Procurement controversies series -- Puerto Rico school buses

School bus company owners indicted for bid-rigging and fraud in Puerto Rico by attorneys Jennifer A. Dixon and Deirdre A. McEvoy
A federal grand jury in San Juan, Puerto Rico indicted five individuals for bid rigging and fraud conspiracies in connection with an auction for public school bus transportation contracts. The Justice Department filed a seven-count felony indictment in U.S. District Court of the District of Puerto Rico against the five school bus transportation company owners. The first count alleges that the bus owners conspired to rig bids and allocate the market for public school bus transportation services in Caguas municipality, a violation of Sherman Act § 1. Each defendant faces a maximum sentence of ten years in prison and a $1 million fine on this charge.

According to the Justice Department, the conspiracy occurred from around August 2013 until May 2015, and related to a 2013 auction to award four-year contracts for public school bus transportation. According to a statement by Assistant Attorney General Bill Baer of the Justice Department’s Antitrust Division, “The defendants are charged with depriving taxpayers, the Municipality of Caguas and the Puerto Rico Department of Education of the benefits of a competitive bidding process for school bus contracts.”

This indictment is part of an “ongoing effort to investigate and prosecute financial crimes” in the District of Puerto Rico. In particular, this is the first case resulting from an ongoing federal antitrust investigation into price fixing, bid rigging, and other anticompetitive conduct in Puerto Rico’s school bus transportation services industry.
Plus ça change ...:

According to the Spanish historian Carlos Madrid, in his book Beyond Distances (Saipan, Northern Mariana Islands Council for Humanities, 2006), there was an uncommon distress in the Marianas Islands in 1876, brought about by a combination of factors, chiefly Spain’s forcible introduction into the Islands of hundreds of political and other criminal deportees from Spain, but also typhoon and drought. The situation on Saipan had become particularly dire. 

As he tells the story
“Chamorros and Carolinians together with the deportees were facing a famine without precedent that could bring the island to catastrophe. Martín [the Saipan Spanish authority] wrote Governor Brabo [the Guam-based Governor of the Marianas] with an urgent request for provisions, since in a few days they would literally have nothing to eat. In Guam this request would have been received with great concern as resources in Agaña were also extremely limited. But the situation in Saipan was nevertheless so pressing that Governor Brabo authorized, on his account, the purchase of all the necessary rice, which was to be sent in the launch San José as soon as possible.

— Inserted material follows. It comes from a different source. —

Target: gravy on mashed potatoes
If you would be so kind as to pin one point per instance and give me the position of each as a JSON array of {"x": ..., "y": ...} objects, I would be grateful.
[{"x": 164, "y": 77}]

The obligatory legal procedures, which mandated that government requisitions had to be contracted through free and open auction, still had to be fulfilled. The gobernadorcillo of Agaña, following the custom, ordered the prominent display of the notice announcing the public auction in the busiest areas of the capital. At the same time the pregonero, or town crier, spread the news in the streets for three consecutive days. In order to save time, knowing that in the whole of the Marianas only George Johnston could provide the necessary quantities of meat from his leasehold in Tinian, the request for the purchases of barrels of cured pork was directly made to his representative Vicente Calvo. The barrels were to be sent to Saipan in the amount of a pound daily per deportee.

The conditions of the auction of palay or unthreshed rice were basically to be able to provide dry rice, free of dust and preferably from the last harvest. The minium quantity for each bid being ten cavanes, it had to be delivered to the Tribunal in Agaña within forty-eight hours. In return, it was guaranteed that the payment would take place on the day after delivery, which was an incentive to all who knew that the colonial administration was a late and often bad customer.

The auction was held in the government offices on the ground floor of the Palace, at ten o’clock in the morning of Monday, July 26, 1876. To speed up the process, bids were submitted not in writing but vocally. All the bidders must have agreed on a price among themselves before the auction, as everyone offered the same bid of two pesos per cavan. “The mention of these individuals is very significant since they undoubtedly represented a social class of means.

What was the social background of these people? How the principalía of the villages and the capital had the right to use the title “Don” was earlier discussed, but in actual fact many individuals not belong[ing] to the principalía were also referred to as “Don” or “Doña” probably because [of] their social or economic ascendancy."